Durante la guerra iba a verle una vez a la semana. Era gran amigo de mi padre. Durante la guerra estuvo muy mal de salud. Era tuberculoso, estaba en su sillón de orejas, apagadito. Me acuerdo de que en aquella época de carestía de todo me daba una taza de té y dos galletas. Le juro a usted que iba con la ilusión de ver a don Julián, pero también por las dos galletas. El hambre es horrible y obsesiva. Allí me contó que le había invitado el gobierno a ir a Barcelona. Fue vía Valencia y luego en avión a Barcelona. Esto nos contó, a mí y a Alfonso García Valdecasas, de cómo llegó a Barcelona: nadie le recibió; «Prieto -le dijeron- no ha podido venir». Se fue al hotel. A la hora de cenar le dijeron que estaba Prieto abajo. Subió a su habitación, le abrazó casi llorando y le dijo: «Aquí estamos todos prisioneros». «¿Qué dices?» «Aquí el que manda es Negrín; los demás, nada. Tengo dos policías espiándome.» «Me ha citado mañana Negrín», le informó Besteiro. Prieto, sin decir nada, se fue con el rabo entre las piernas. Al día siguiente le recibió un Negrín borracho, abotargado, vociferante: «¡Venga usted, amigo, un abrazo, no se deja usted ver!». Besteiro, siempre tan serio, pretendió hablar del asunto que llevaba. No pudo decir nada. Se marchó sin nada. Con estas mismas palabras nos lo contó un mes antes de terminar la guerra. En ese mismo viaje fue a visitar a Azaña. Y éste le recibió llorando: «¡Ay don Julián! No se marche usted, estamos con un loco al frente del gobierno -a Negrín le tenían horror-. Me mandan un helicóptero para enloquecerme, ahí arriba dando vueltas todo el día». «Usted puede dimitir», le insinuó Besteiro. «No puedo hacer nada, si dimito me matan.» «Existen momentos en los que hay que jugarse la vida», le espetó.

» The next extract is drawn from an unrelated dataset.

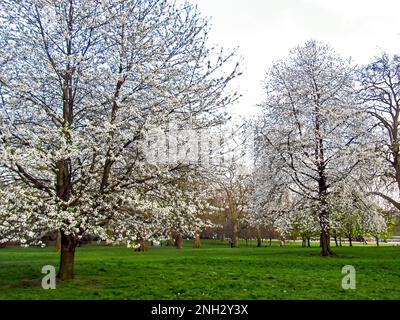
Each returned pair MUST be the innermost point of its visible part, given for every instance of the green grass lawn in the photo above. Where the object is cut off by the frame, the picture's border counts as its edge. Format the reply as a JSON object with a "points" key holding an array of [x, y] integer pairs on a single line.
{"points": [[213, 272]]}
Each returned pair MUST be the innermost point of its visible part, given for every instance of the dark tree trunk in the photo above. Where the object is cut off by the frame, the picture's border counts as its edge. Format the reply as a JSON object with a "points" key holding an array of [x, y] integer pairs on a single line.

Don Julián regresó totalmente desinflado, abatido. Con Casado, hizo lo que se pudo hacer con toda honestidad y valentía. Se pudo haber marchado y no lo hizo.

Después de la guerra

Pocos meses después de acabar la guerra vino a verme a mi casa, en la calle general Goded, una persona muy simpática, muy grata, de buena presencia y buena cabeza. Hablamos largamente. «Usted no pertenece -me dijo- a la Falange. ¿No le interesa?» «No, no lo he sido nunca y ahora, con la guerra acabada, me parece un oportunismo. Sin embargo -le dije-, si usted tiene algún valimiento, y parece que sí, hay una cosa que quería decirle: el asunto García Lorca les va a caer encima. En abril de 1939 están a tiempo de enmendar en gran parte ese disparate. Ya sé que no es de ustedes, que fue una banda de incontrolados, pero a ustedes y al Régimen les va a traer consecuencias gravísimas. Están a tiempo de erigirle una estatua, de abrir un teatro García Lorca. Y si no lo hacen, verán lo que les viene encima.» También le dije: «He tratado durante toda la vida a don Julián Besteiro, y lo tienen ustedes en una cárcel en Carmona; está para morirse, se les morirá en la cárcel; será para ustedes horroroso». Se lo solté todo. A los veinte días moría Julián Besteiro. Falta de política, no sé. Le hablé así porque vi una persona muy receptiva.

Wagner

No por encima de Beethoven, porque Beethoven es la música. Después de él, con mucha diferencia sobre los demás, Wagner es mi favorito.

Tradición ágrafa

Yo he escrito mucho, he roto mucho. Poesía, jamás. He escrito cuentos. Unas cosas son de hace sesenta años, otras de hace treinta. No he escrito nunca con ánimo de publicar. Lo hice para los amigos, para reírnos, por pitorreo. Alberti y yo escribimos el drama aquel, El pobre; era una comedia que duraba media hora. Se iba a estrenar en El mirlo blanco en casa de Baroja, un chalé muy hermoso. La única condición que ponían era que la obra tenía que representarla el autor. Don Pío escribió una cosa muy graciosa que le vi representar, El boticario pantalón. Lo hizo muy bien: allí estaba don Pío en bata y gorro de estar en casa. Nuestra pieza la leyó Alberti -que no lo hacía demasiado bien- y fue admitida. Se quedó que sería en la temporada siguiente, pero al año el teatro de don Pío se disolvió. Por allí acudían Cipriano Rivas Cherif y don Manuel Azaña.